4.scene.TextureMesh 为 Mesh 生成贴图
输入参数
struct TextureMeshOptions {
unsigned resolutionLevel{0}; // Image resolution scale for texture extraction (0=original, 1=half, etc.).
// Higher values are faster but produce lower quality textures.
unsigned minResolution{640}; // Minimum image resolution in pixels.Images can not be downscaled to a
// resolution smaller than this.
unsigned minCommonCameras{0}; // Minimum number of cameras that must see a face for it to be textured.

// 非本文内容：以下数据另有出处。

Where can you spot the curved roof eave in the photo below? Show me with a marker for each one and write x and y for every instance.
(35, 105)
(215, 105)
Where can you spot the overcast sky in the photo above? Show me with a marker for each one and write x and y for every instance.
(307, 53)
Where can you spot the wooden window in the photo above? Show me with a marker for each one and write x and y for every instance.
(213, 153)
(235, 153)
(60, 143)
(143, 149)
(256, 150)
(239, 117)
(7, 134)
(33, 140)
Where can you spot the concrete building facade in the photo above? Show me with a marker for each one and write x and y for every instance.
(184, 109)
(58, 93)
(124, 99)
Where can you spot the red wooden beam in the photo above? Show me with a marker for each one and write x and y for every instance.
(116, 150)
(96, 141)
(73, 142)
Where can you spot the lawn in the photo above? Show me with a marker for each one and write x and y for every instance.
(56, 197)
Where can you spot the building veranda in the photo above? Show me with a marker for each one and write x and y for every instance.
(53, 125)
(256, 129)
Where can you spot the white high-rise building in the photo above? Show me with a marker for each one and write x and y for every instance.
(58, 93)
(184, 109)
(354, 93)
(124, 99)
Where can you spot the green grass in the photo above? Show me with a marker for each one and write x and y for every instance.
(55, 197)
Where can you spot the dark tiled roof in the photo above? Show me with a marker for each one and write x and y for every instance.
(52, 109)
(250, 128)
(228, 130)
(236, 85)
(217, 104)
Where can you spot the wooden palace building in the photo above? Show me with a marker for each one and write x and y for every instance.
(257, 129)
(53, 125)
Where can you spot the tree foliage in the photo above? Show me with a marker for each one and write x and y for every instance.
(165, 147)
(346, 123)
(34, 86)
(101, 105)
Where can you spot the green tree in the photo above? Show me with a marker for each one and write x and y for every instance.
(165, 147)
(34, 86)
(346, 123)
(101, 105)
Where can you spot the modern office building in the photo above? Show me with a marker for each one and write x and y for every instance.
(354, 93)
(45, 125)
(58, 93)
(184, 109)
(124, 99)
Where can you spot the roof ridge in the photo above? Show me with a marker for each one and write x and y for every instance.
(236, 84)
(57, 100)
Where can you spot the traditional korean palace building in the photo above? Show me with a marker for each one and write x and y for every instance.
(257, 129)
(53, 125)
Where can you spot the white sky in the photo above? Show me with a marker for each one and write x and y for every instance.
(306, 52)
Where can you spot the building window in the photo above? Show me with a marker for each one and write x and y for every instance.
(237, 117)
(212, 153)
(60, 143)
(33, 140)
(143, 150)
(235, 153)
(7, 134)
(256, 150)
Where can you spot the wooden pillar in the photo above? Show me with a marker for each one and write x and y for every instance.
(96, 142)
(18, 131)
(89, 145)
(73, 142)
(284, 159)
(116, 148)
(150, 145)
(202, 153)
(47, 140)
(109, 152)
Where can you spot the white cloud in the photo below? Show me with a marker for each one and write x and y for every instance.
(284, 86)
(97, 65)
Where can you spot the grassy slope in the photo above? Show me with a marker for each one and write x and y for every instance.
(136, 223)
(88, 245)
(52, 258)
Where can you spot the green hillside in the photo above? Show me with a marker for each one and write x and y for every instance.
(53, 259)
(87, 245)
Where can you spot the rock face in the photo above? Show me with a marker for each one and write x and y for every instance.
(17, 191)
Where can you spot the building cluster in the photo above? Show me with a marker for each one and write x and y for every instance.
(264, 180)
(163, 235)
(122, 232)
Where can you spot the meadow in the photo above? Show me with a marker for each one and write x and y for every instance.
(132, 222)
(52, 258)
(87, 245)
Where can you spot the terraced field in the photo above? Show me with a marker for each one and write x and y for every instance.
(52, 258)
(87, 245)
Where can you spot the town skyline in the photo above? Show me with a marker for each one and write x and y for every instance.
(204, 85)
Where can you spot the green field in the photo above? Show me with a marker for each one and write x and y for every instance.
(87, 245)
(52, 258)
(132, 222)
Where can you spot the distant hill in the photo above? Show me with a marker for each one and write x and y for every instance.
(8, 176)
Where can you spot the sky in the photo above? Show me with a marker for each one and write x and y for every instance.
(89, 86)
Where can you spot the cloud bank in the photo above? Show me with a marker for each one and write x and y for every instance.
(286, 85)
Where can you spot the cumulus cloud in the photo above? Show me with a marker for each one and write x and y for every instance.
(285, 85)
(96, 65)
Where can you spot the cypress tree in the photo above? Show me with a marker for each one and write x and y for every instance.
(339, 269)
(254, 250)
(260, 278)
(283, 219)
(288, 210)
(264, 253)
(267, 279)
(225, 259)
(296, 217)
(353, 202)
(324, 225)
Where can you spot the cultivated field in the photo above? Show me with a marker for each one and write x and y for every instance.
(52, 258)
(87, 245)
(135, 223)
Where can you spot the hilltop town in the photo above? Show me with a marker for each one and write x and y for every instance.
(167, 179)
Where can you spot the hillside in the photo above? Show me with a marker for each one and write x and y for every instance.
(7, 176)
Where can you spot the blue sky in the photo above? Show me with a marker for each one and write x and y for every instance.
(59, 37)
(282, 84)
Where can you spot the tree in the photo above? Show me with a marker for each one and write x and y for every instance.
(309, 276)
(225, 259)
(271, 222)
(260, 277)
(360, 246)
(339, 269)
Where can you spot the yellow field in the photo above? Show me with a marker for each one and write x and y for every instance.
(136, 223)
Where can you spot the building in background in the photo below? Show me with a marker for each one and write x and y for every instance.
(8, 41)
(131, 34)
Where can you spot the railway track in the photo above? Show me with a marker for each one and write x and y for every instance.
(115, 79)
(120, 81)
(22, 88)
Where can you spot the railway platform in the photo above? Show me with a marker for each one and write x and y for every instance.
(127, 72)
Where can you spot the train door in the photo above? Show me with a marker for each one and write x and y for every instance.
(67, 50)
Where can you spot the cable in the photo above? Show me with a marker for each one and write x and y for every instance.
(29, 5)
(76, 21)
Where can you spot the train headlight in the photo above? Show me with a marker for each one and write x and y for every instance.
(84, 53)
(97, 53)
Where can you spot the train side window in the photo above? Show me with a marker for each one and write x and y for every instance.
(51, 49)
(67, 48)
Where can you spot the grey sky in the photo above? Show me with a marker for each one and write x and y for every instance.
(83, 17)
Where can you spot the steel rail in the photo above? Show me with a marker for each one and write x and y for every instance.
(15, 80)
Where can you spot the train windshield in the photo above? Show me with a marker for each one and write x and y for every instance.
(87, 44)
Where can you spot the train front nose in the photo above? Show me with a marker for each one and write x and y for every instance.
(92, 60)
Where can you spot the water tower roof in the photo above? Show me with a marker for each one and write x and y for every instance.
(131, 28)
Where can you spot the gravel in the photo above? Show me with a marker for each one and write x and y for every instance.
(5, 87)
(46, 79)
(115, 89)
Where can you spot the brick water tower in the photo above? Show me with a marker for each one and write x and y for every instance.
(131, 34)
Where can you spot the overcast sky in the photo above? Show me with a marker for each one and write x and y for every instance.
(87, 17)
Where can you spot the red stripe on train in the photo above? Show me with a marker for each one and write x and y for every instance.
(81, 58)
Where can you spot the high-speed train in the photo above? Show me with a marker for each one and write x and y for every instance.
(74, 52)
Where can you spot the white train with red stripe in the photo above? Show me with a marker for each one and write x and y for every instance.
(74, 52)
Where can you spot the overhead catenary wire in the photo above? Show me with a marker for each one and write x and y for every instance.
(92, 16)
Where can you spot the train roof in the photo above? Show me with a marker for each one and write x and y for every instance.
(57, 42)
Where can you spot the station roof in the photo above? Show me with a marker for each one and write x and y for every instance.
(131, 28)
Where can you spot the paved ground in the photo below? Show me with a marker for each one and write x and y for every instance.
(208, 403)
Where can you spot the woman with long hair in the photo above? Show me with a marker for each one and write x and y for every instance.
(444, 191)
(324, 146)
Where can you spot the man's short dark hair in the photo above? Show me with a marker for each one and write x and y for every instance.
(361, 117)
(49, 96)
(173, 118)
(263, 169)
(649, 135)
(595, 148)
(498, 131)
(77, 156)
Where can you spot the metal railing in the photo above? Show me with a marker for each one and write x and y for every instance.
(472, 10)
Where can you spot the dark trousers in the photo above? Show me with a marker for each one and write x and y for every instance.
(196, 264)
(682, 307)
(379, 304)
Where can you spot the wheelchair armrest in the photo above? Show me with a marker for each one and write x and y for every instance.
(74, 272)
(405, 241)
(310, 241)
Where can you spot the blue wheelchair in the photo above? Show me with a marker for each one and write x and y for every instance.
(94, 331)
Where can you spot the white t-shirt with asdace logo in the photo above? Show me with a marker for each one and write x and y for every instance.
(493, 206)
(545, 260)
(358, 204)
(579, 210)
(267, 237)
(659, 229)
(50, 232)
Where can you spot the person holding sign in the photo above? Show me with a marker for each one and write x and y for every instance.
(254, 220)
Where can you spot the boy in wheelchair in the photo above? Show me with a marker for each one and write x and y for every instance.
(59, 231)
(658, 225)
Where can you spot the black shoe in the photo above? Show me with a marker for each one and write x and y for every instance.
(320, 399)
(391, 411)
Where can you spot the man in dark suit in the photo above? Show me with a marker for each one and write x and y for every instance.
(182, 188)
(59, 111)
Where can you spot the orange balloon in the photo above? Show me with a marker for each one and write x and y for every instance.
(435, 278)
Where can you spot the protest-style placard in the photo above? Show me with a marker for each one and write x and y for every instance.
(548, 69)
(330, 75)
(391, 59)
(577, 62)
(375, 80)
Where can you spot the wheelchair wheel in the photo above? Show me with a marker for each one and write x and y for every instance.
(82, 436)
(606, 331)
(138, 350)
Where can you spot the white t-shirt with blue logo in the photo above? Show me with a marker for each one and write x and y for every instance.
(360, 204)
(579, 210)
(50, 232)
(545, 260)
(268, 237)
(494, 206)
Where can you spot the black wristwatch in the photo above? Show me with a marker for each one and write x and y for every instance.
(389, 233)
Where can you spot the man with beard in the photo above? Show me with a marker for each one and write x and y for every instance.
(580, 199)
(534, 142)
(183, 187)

// Higher values ensure better texture quality but may leave some faces
// untextured.
float outlierThreshold{6e-2f}; // Threshold for rejecting outliers during views to face assignment.Higher
// values are more permissive.(用于剔除噪点的阈值。 数值越高, 条件越宽松)
float ratioDataSmoothness{0.6f}; // Balance between data term and smoothness term:0 = prioritize photometric quality
// 1 = prioritize seam smoothness(0 优先保证光度质量 1 优先保证接缝的平滑度)
bool globalSeamLeveling{true}; // Apply global color adjustment to minimize exposure differences between texture
// patches.Recommended for better visual consistency across the entire model.
// (应用全局色彩调整,以最小化纹理块之间的曝光差异。建议启用此选项,以提升整个模型的视觉一致性。)
bool localSeamLeveling{true}; // Apply local color blending along texture seams.Smooths transitions between
// patches.Works well with global seam leveling for best results.
unsigned textureSizeMultiple{0}; // Texture dimensions will be multiples of this value (0 - power of two)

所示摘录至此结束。